The left hand number increases by one every 24 hours, and the right hand number is zeroed when the game fires up then increases in proportion to the number of players online.

So Bella was half right. The meaning of one of the stardate numbers has changed - the right hand number, which originally gave a count of actual player minutes since the last reset, but now simply shows elapsed time from Galactic Midnight. From this we can conclude that the second half of the stardate would have been 0000 at the time Fed first opened.

Trawling further through the archives, I found in an early edition of Line Noise, the news bulletin for Compunet Fed (see http://www.ibgames.net/archives/fed/index.html, the following statement:

The first (number) is the number of days elapsed since a date way back in the 15th Century.

Unfortunately, I have no way of knowing which date in the 15th century... there were an awful lot of them. So this was only helpful up to a point. Still, it showed I was looking in the right place.

Then I struck gold. Another Line Noise actually included a stardate in one of the stories.

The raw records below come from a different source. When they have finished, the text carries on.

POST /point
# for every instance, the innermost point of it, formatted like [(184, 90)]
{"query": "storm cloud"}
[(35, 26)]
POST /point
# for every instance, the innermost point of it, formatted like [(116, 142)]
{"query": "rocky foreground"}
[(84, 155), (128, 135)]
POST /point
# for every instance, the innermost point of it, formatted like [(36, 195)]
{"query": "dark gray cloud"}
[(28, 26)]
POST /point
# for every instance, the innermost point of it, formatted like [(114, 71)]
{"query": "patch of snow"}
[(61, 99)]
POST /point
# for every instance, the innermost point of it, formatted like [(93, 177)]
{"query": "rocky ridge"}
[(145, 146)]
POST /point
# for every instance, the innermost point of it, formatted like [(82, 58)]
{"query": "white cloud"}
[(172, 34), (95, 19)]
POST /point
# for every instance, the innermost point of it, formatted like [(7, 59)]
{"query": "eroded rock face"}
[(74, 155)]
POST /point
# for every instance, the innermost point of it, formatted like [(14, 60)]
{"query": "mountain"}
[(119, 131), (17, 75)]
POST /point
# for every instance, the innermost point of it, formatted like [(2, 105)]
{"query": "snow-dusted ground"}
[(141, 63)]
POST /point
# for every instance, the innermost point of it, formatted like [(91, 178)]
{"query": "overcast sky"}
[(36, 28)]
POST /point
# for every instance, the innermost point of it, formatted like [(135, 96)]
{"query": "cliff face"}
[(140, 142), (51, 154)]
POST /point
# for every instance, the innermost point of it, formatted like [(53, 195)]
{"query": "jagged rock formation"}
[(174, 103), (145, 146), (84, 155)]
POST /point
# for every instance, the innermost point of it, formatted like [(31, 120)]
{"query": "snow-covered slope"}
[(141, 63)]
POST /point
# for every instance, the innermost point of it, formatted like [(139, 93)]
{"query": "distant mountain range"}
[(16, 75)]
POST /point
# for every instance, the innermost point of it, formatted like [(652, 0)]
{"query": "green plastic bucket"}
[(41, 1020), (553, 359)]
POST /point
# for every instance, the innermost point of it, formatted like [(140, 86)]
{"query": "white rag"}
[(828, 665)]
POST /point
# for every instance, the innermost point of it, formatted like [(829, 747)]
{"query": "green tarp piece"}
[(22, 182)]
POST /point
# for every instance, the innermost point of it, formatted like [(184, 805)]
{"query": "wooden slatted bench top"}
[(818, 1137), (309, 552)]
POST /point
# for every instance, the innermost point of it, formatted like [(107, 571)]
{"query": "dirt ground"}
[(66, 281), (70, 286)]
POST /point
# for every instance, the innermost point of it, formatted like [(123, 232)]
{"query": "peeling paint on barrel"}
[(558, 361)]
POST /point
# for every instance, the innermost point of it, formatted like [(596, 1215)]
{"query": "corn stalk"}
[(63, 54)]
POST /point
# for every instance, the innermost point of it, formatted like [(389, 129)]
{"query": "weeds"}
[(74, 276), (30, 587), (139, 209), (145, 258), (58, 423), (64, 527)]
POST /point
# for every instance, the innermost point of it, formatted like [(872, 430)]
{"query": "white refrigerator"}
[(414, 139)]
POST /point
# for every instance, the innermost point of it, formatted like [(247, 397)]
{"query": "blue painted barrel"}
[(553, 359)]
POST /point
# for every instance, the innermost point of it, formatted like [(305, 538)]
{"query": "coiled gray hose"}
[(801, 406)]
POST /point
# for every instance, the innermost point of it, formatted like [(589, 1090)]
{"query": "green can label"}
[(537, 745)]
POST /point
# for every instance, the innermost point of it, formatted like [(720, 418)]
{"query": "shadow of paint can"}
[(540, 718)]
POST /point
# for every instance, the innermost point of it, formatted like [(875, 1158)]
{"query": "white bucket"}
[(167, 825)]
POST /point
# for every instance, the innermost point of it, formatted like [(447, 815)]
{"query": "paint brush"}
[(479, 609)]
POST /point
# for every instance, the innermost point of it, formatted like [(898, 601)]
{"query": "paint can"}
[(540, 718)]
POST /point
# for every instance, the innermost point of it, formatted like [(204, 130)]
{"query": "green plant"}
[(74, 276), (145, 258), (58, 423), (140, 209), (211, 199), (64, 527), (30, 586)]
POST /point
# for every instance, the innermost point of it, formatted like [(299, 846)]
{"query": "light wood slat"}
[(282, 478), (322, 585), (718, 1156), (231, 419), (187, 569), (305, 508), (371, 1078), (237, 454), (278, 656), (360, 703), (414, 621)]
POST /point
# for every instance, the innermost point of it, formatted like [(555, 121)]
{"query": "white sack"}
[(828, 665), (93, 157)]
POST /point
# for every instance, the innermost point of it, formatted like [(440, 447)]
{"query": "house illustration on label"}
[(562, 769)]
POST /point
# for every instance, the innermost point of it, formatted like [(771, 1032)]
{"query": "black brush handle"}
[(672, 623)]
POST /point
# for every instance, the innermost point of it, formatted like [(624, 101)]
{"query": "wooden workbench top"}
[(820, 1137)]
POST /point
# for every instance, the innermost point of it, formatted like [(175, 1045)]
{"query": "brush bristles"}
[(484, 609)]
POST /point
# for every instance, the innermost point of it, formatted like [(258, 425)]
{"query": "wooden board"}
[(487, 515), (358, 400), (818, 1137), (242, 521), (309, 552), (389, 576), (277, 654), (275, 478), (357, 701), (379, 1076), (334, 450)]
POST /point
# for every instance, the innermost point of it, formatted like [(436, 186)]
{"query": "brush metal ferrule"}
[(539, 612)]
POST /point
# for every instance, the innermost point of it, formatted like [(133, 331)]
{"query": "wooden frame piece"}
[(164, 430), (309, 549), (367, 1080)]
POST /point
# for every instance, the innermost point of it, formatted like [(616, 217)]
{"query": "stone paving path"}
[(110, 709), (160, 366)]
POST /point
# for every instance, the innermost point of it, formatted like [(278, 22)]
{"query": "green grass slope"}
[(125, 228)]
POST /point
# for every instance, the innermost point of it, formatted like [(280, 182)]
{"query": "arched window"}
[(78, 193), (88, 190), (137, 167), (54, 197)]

The occasion was the introduction of the code for companies and factories, and the news printed a capture of a company display, which showed the stardate:

**>> Stardate: 207708:1262 <<**

The bulletin was dated July 3, 1989, so that stardate must have been on or about that earthdate.

From another document in the archives, which details the first year of Fed DataSpace, we find that Fed opened for business on January 10, 1988. The difference between those two dates is approximately 540 days (rounded up to make it easier (and because I have no idea whether 1988 was a leapyear)). Therefore, doing the maths, the stardate when Fed first opened its doors on Compunet was:

207168:0000

Phew!

REAL LIFE NEWS: POWER BOOTS

A staple of military science fiction stories is combat armor which uses motors to allow the wearer to leap tall buildings at a single bound, and other such amazing feats. Now a team of Russian engineers has developed "Quickwalker" boots, which allow the wearer to jump over obstacles 2 metres high (that's approximately 6 feet, for the metrically-challenged). Every time you take a step, an engine mounted in the heel on that boot cuts in and drives a hydraulic piston, propelling the wearer forward. Thus you can run with much less muscle effort, or jump to heights that would be impossible unaided.

What's really surprising about this development is that it's not new. The team made their first prototype nearly 30 years ago, in 1972, but the Soviet military classified it as secret and ordered 100 trial pairs for Red Army infantrymen. However, they later rejected the design, and reclassified the project in 1990.

Imagine if it hadn't languished under classification all that time... by now, such technology might be commonplace and in use for all kinds of mundane activities!